Per ‘data effettiva del parto’ si intende il giorno in cui effettivamente la donna partorisce e il bambino o bambina viene al mondo. In quanto tale, è impossibile calcolarla a priori poiché può essere conosciuta solo a posteriori. Tuttavia, esistono metodi che consentono di calcolare tale data con maggiore precisione, fermo restando che è impossibile, tranne nel caso di parto indotto programmato, conoscere in anticipo la data esatta in cui tuo figlio nascerà.

Ciclo mestruale

Un maggior margine di certezza può essere guadagnato comunicando al proprio ginecologo la durata media del proprio ciclo mestruale. Se questo si presenta con grosse irregolarità da un mese all’altro, il calcolo data del parto diventa più difficoltoso e molto meno preciso. Le quaranta settimane si applicano a chi ha un ciclo regolare di 28 giorni (ricordiamo che per ciclo mestruale si intendo il tempo che intercorre tra l’inizio di una mestruazione e il principio della successiva, e non solo i giorni del mestruo). Per chi presenta un ciclo mestruale più lungo dei canonici ventotto giorni, la data deve essere spostata un po’ più in là delle quaranta settimane. Al contrario, essa andrà anticipata per quelle donne il cui ciclo mestruale ha una durata inferiore alle quattro settimane.

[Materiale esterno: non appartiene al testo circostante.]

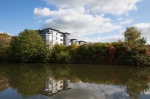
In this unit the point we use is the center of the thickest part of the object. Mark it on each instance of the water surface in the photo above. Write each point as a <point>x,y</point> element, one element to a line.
<point>57,81</point>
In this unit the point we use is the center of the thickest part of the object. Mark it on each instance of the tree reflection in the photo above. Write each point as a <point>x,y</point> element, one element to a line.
<point>32,79</point>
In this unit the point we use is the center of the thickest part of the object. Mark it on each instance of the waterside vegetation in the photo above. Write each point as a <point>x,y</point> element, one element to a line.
<point>28,46</point>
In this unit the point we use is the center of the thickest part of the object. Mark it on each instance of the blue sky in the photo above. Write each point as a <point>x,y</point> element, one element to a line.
<point>89,20</point>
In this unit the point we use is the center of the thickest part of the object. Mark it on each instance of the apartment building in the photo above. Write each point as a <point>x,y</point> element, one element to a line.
<point>74,41</point>
<point>53,36</point>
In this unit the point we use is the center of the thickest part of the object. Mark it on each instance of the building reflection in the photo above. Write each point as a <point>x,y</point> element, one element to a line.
<point>53,86</point>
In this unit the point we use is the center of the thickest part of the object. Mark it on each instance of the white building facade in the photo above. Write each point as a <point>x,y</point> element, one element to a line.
<point>53,36</point>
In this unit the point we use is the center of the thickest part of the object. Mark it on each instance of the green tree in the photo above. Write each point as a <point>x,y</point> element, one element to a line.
<point>28,47</point>
<point>133,37</point>
<point>4,44</point>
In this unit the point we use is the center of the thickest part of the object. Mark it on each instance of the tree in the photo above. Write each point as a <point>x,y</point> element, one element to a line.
<point>133,37</point>
<point>28,46</point>
<point>4,44</point>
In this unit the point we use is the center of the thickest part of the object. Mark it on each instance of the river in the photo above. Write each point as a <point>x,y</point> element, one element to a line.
<point>73,81</point>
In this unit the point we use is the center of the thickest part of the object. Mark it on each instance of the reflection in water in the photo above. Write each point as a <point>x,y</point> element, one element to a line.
<point>83,81</point>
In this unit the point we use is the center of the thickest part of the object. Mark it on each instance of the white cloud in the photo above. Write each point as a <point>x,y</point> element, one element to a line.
<point>114,7</point>
<point>144,28</point>
<point>127,21</point>
<point>120,19</point>
<point>85,18</point>
<point>76,21</point>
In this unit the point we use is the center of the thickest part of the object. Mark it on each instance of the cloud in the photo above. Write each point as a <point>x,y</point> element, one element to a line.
<point>76,21</point>
<point>114,7</point>
<point>86,18</point>
<point>127,21</point>
<point>144,28</point>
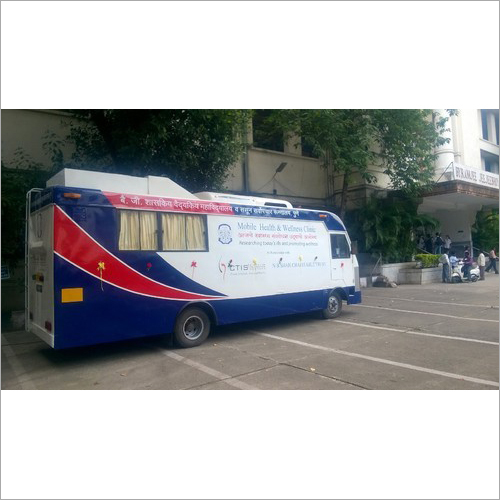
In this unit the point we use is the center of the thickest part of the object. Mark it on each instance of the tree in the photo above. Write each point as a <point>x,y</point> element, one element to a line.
<point>399,142</point>
<point>389,227</point>
<point>193,147</point>
<point>485,230</point>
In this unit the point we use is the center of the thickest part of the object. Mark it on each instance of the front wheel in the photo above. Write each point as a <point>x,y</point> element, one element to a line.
<point>192,327</point>
<point>334,307</point>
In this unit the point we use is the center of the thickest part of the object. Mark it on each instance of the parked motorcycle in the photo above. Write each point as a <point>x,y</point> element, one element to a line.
<point>458,277</point>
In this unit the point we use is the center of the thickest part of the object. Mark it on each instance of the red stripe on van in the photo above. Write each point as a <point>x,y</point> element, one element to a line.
<point>76,246</point>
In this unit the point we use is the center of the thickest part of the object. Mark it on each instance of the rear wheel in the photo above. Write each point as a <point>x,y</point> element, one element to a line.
<point>192,327</point>
<point>334,307</point>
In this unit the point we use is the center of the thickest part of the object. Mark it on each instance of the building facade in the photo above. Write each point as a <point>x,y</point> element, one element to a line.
<point>466,173</point>
<point>465,180</point>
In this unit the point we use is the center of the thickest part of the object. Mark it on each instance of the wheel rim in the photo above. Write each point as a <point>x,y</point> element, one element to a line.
<point>193,327</point>
<point>333,304</point>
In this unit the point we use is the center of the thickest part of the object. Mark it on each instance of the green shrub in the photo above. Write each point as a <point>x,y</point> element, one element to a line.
<point>428,260</point>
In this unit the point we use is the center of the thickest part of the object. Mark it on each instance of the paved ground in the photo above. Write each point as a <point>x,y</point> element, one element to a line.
<point>412,337</point>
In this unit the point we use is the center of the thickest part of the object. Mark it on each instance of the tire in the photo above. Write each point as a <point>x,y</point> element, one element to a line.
<point>334,307</point>
<point>191,327</point>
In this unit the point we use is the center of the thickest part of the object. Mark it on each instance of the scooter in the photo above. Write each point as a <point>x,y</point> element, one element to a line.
<point>458,277</point>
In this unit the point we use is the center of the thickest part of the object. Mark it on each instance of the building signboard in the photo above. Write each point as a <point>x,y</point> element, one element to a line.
<point>475,176</point>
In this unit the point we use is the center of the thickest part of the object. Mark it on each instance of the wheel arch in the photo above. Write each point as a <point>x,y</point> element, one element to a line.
<point>341,293</point>
<point>204,306</point>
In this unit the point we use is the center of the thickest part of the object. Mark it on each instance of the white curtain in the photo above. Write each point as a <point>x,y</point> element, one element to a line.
<point>148,231</point>
<point>129,230</point>
<point>174,231</point>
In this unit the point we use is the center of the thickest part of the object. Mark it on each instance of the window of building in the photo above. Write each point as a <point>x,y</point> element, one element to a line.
<point>263,134</point>
<point>139,231</point>
<point>340,246</point>
<point>484,124</point>
<point>308,149</point>
<point>496,126</point>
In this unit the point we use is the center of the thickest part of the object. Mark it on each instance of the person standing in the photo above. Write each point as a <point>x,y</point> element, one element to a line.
<point>446,276</point>
<point>453,260</point>
<point>438,244</point>
<point>428,243</point>
<point>467,264</point>
<point>493,261</point>
<point>481,262</point>
<point>421,242</point>
<point>447,243</point>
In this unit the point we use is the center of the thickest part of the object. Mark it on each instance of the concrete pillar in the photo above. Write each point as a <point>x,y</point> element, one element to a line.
<point>492,129</point>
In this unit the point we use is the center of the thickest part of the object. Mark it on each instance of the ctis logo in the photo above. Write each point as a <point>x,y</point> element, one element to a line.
<point>225,236</point>
<point>241,269</point>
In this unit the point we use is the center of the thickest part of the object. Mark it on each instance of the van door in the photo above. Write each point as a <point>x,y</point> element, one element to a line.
<point>342,273</point>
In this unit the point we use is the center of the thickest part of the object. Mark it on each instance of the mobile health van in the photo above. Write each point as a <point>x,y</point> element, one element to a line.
<point>112,257</point>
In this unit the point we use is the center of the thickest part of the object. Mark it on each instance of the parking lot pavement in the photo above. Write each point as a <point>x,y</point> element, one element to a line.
<point>437,336</point>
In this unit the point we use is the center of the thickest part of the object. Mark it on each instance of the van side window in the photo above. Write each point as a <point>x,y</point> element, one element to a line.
<point>138,230</point>
<point>183,232</point>
<point>340,247</point>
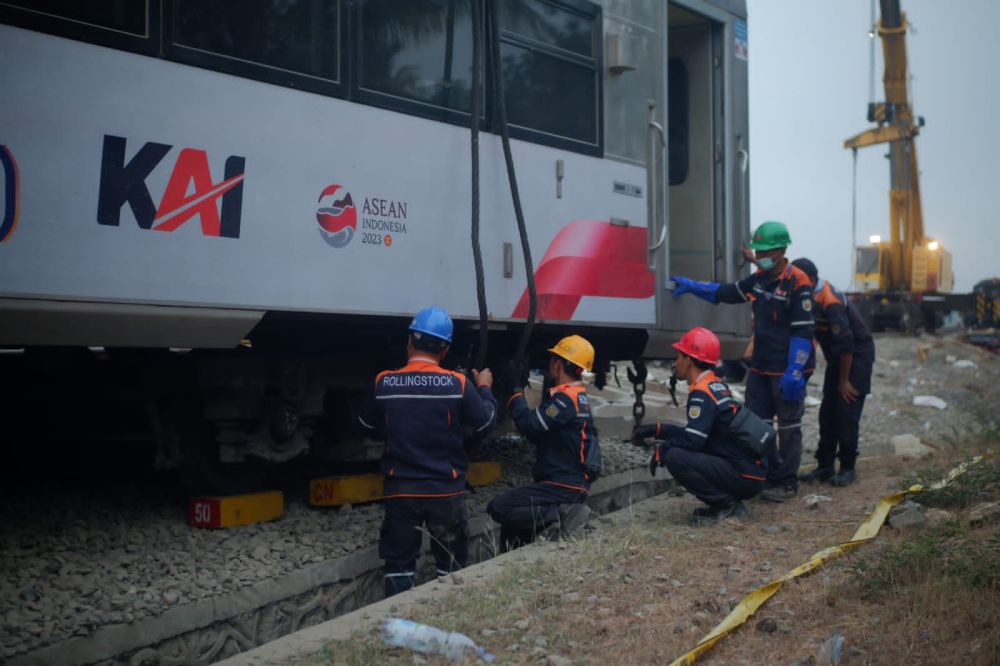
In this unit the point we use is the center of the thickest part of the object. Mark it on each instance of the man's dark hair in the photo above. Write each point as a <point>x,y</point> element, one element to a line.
<point>427,343</point>
<point>572,369</point>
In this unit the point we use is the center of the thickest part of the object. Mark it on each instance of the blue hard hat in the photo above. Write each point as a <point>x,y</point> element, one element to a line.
<point>433,321</point>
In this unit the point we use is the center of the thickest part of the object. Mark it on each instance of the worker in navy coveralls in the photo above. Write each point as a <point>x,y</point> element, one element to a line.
<point>421,410</point>
<point>562,429</point>
<point>850,356</point>
<point>783,358</point>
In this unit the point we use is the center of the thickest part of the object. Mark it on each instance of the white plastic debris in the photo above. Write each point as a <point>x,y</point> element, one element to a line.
<point>929,401</point>
<point>910,447</point>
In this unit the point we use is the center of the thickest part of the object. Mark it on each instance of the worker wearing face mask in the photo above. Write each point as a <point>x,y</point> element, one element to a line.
<point>783,358</point>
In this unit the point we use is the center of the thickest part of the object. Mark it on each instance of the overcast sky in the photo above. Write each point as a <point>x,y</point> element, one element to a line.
<point>809,89</point>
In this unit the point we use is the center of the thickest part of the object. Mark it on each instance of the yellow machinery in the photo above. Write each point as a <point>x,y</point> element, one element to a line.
<point>908,262</point>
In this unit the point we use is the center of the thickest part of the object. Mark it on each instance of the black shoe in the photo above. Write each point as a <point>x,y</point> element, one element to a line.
<point>713,514</point>
<point>572,518</point>
<point>845,478</point>
<point>779,493</point>
<point>818,475</point>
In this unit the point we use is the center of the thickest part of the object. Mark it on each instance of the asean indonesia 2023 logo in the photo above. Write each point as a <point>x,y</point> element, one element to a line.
<point>337,216</point>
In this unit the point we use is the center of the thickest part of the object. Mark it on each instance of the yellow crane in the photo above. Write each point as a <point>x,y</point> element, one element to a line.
<point>908,266</point>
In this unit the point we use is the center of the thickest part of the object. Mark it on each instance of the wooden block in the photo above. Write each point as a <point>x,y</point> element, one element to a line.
<point>236,510</point>
<point>483,474</point>
<point>339,490</point>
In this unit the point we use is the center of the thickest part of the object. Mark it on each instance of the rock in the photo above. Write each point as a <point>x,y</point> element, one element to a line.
<point>768,625</point>
<point>813,500</point>
<point>938,517</point>
<point>984,513</point>
<point>929,401</point>
<point>910,447</point>
<point>830,651</point>
<point>907,514</point>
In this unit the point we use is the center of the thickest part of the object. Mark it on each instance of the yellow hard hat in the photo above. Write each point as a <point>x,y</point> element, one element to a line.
<point>576,350</point>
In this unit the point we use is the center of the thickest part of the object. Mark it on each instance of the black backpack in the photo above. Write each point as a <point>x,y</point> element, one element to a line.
<point>593,463</point>
<point>754,434</point>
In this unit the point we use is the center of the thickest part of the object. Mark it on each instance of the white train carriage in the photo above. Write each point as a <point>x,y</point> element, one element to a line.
<point>224,211</point>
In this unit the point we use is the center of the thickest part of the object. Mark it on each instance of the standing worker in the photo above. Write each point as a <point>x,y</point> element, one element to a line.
<point>566,450</point>
<point>850,355</point>
<point>421,410</point>
<point>783,359</point>
<point>706,456</point>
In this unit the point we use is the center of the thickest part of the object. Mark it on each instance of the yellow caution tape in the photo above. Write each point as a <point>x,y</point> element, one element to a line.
<point>868,529</point>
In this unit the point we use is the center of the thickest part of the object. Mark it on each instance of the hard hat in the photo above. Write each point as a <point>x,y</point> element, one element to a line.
<point>770,235</point>
<point>576,350</point>
<point>433,321</point>
<point>701,344</point>
<point>807,267</point>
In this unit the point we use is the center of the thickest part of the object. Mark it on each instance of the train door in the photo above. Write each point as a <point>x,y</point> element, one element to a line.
<point>707,202</point>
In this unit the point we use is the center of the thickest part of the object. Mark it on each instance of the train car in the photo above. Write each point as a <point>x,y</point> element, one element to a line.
<point>217,217</point>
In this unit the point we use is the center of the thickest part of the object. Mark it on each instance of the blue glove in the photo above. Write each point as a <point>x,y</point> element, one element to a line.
<point>703,290</point>
<point>793,383</point>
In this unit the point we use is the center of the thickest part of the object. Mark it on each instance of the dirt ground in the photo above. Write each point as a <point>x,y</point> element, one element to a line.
<point>645,586</point>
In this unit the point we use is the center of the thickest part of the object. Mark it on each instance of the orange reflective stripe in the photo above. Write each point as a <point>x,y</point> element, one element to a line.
<point>565,485</point>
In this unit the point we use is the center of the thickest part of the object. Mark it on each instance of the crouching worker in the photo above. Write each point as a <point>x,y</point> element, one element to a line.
<point>707,455</point>
<point>566,450</point>
<point>421,410</point>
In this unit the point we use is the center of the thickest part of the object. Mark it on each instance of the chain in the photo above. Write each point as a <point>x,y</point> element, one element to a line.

Differenze data effettiva e presunta

Come abbiamo spiegato, la data presunta del parto è quella calcolata con il metodo delle quaranta settimane. Può essere effettuata autonomamente ed esistono persino dei calcolatori automatici online. Questi richiedono di inserire una serie di dati per il calcolo del giorno esatto. Tuttavia, solo un medico potrà stabilire una data che, per quanto non certa, risulti quantomeno indicativa del momento effettivo del parto. Su internet sono altresì disponibili alcune tabelle utili a svolgere autonomamente il calcolo data del parto.

Ciononostante, le probabilità che il parto avvenga effettivamente nel giorno esatto indicato come data presunta sono molto basse. Essa costituisce più che altro un’indicazione sul periodo in cui il bambino verrà alla luce, ma è lontano dall’essere precisa. I fattori che determinano la fine della gravidanza con parto, infatti, sono molti e diversi.

A quale delle due deve essere data più importanza

Nonostante la durata della gravidanza venga tradizionalmente stimata intorno alle quaranta settimane, una percentuale che oscilla tra il 50 e l’80% delle madri danno alla luce i propri figli oltre questo termine. Non occorre allarmarsi perché, come si capisce, più della metà delle gravidanze risulta ‘oltre il termine‘. Un recente studio, effettuato negli anni Novanta del secolo scorso, tenta di dimostrare che in realtà la durata naturale della gravidanza supera questo termine. Secondo lo stesso, la durata per le primipare durerebbe in media 41 settimane e un giorno. Al contrario, per le multipare la durata media corrisponderebbe a 40 settimane e tre giorni.